Sedikit terharu dengan pemikiran ayah, kalau memang benar begitu. Berarti Malik Mawardi memang menyayangi Ninda, walau seringnya canggung.
"Sekarang bagaimana?"
"Kamu sudah dewasa, kalau kamu menyukainya ayah tidak masalah. Urusan hutang piutang, akan ayah tanggung sendiri." Kami masih saling berbisik.
Syukurlah, setidaknya pemilik tubuh asli tidak lahir dari seorang pecundang, yang sayangnya pemabuk sejak muda sampai berakhir memperkosa ibu Ninda tanpa tahu kalau Ninda ada.
Aku tersenyum penuh terima kasih, lebih baik aku ikut membantu membayar hutang kerugian yang diderita Tama karena ayah Ninda, dari pada harus menghabiskan seluruh hidupku dengannya atau pria lain.
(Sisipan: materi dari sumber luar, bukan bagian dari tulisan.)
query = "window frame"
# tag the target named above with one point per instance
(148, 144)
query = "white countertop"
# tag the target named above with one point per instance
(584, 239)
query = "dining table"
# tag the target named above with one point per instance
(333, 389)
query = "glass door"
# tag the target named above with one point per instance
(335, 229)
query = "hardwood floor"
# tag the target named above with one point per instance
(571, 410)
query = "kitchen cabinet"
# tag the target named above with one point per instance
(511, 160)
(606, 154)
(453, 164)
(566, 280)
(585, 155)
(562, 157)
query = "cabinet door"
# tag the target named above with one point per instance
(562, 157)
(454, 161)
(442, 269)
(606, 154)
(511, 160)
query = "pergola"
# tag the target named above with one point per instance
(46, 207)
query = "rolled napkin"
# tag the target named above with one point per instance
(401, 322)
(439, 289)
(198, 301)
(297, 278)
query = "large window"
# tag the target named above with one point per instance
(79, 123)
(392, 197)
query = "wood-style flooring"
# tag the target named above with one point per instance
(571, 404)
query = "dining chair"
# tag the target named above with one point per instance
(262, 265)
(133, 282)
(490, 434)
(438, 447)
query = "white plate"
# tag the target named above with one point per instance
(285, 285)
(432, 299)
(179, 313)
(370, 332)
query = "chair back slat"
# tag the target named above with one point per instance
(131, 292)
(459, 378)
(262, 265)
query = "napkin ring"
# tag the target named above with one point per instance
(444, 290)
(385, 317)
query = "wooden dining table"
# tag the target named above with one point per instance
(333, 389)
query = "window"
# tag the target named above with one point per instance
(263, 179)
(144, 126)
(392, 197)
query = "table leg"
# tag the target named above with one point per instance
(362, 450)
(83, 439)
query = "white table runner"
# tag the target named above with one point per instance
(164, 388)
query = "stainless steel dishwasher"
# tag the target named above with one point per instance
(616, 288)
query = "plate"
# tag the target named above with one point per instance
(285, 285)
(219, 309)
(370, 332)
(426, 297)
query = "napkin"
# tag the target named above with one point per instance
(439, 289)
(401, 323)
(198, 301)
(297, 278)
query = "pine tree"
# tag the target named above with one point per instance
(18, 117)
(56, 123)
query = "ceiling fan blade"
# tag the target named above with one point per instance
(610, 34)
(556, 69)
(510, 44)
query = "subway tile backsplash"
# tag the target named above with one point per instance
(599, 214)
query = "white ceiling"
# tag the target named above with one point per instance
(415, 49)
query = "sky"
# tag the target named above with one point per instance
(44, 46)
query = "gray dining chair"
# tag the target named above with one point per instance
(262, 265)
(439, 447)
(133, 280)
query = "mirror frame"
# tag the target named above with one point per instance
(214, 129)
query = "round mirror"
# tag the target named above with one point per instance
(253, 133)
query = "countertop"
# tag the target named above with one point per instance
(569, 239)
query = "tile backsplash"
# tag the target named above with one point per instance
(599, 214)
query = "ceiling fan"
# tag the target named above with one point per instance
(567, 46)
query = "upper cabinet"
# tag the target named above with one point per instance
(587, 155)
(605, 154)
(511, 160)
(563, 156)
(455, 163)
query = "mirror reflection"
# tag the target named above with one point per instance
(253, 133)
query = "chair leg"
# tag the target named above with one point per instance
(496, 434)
Melajang seumur hidup, adopsi dua atau tiga anak, dan aku akan bahagia tanpa ketakutan cinta akan membunuhku sekali lagi.
"Tuan muda Wiguna, aku akan menyerahkan keputusannya pada putriku. Walau aku berharap tawaranku yang pertama kau bertimbangkan." Ucap ayah yakin. Sementara Tama hanya bereaksi datar, tidak sekalipun pria itu terganggu dengan interaksi aku dan Malik Mawardi yang sangat jelas membicarakan dia di belakang dengan saling berbisik.
"Ku rasa aku masih dengan keputusanku. Kakekku menyukai dia." Jawabnya tegas. Suaranya yang dalam membuat orang lain tak berani menantang keputusannya.
"Jadi kakekmu masih hidup?" Itu reflek ku suarakan, ku pikir kalau akar perjodohan ini telah tiada, semuanya akan lebih mudah untukku.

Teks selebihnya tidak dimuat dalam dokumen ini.